In declarations to Lusa, Sílvio Nascimento underlines that what he wanted was to call attention to Angolan culture and to the lack of investment in national production.

"We have a patronage law that does not work and we have several professionals in the area, at the production level that live at the mercy of their luck, because national production is devalued," he said, admitting that the way he expressed himself has given rise to misinterpretations.

"The intention is not to prevent Netflix from making an international, historical product, it is to ask - hence this is a petition - that when this is done (...) why not count on national producers, since we are in a moment of empowering the African. It's a matter of inclusion," he commented, noting that Jada Pinkett Smith, the producer of the documentary is also of African descent.

Asked why he considers this a possible cultural usurpation, he replied that it is a story told in a "different" way, by third parties who gain for their own benefit: "we are scalded cats".

Sílvio Nascimento defends, on the other hand, that Angolan authors, scholars and cultural producers should be included in this type of productions, suggesting that the objective is to "open a debate on the theme", including the creation of quotas for professionals from a certain country.

"What I want to say is: come make (films), make many, but include us," he appealed.

The Angolan actor is surprised by the adhesion to the petition, which counted 12,050 signatures shortly after 5pm this Tuesday, and says it is indicative of people's discontent with the lack of support for national content and concern about the misrepresentation of culture and questions the role of the Ministry of Culture: "we see the budget allocation every year, but where does this funding go? They don't invest in cultural production. It's difficult here", he emphasized.

However, for the cultural journalist Raimundo Salvador, the petition makes no sense: "When Queen Ginga was born and died there was not even Angola. On the other hand, the name of the Ranha Ginga has long gone beyond the borders of Angola", he stressed, explaining that she is also "an outstanding figure in the imaginary of the Afro-descendants of the Americas".

Raimundo Salvador pointed out, on the other hand, that there are several books by American historians on Queen Ginga, asking if "they would also have to ask for some kind of authorization to write about Queen Ginga.

"Logically, if someone writes a book there may also be someone who wants to make a film, which has a fictional dimension, or a documentary, and this is perfectly normal", he stressed, showing himself surprised with the initiative and with the adhesion "of some segments of the Angolan intelligentsia, and even some journalists and respectable people who embarked on this speech that makes no sense".

For Raimundo Salvador, it was an "impulsive and innocent" act that resulted in a "ridiculous" petition, because "the documentary will enhance Angola and take an Angolan figure to the international stage on a platform like Netflix".

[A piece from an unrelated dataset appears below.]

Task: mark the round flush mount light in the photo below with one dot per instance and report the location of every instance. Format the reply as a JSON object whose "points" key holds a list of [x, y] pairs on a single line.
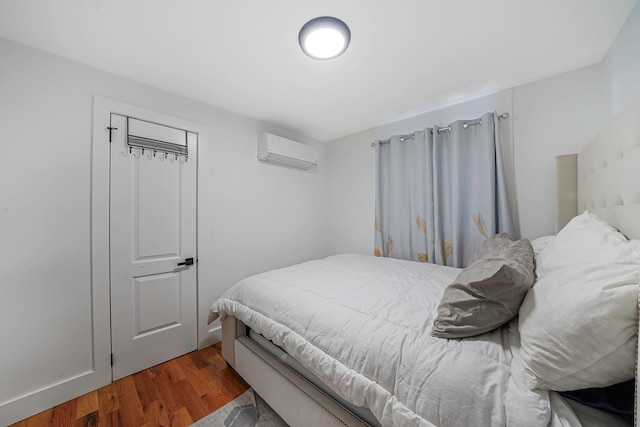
{"points": [[324, 38]]}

However, he recognized "merit" in focusing the discussion on the issue of investment in cultural production, stressing that it is also important to talk about training.

"We have many structural problems. The big problem is that we don't look at the structural issues, and if we don't look at this, the discussion will always stop at that ramerrame," he pointed out, saying that it is a priority to provide training, identify talent, and leverage talent.

"We should therefore applaud this American initiative and have some respect for the producers, who are entities with some technical and financial baggage and have knowledge, they are not joking around," he concluded.

Queen Njinga Mbandi, whose Christian baptismal name was Ana de Sousa, reigned over the kingdoms of Dongo and Matamba in the 17th century, and is one of the most emblematic and cherished historical figures in Angola for her role in resistance to the Portuguese presence in that territory.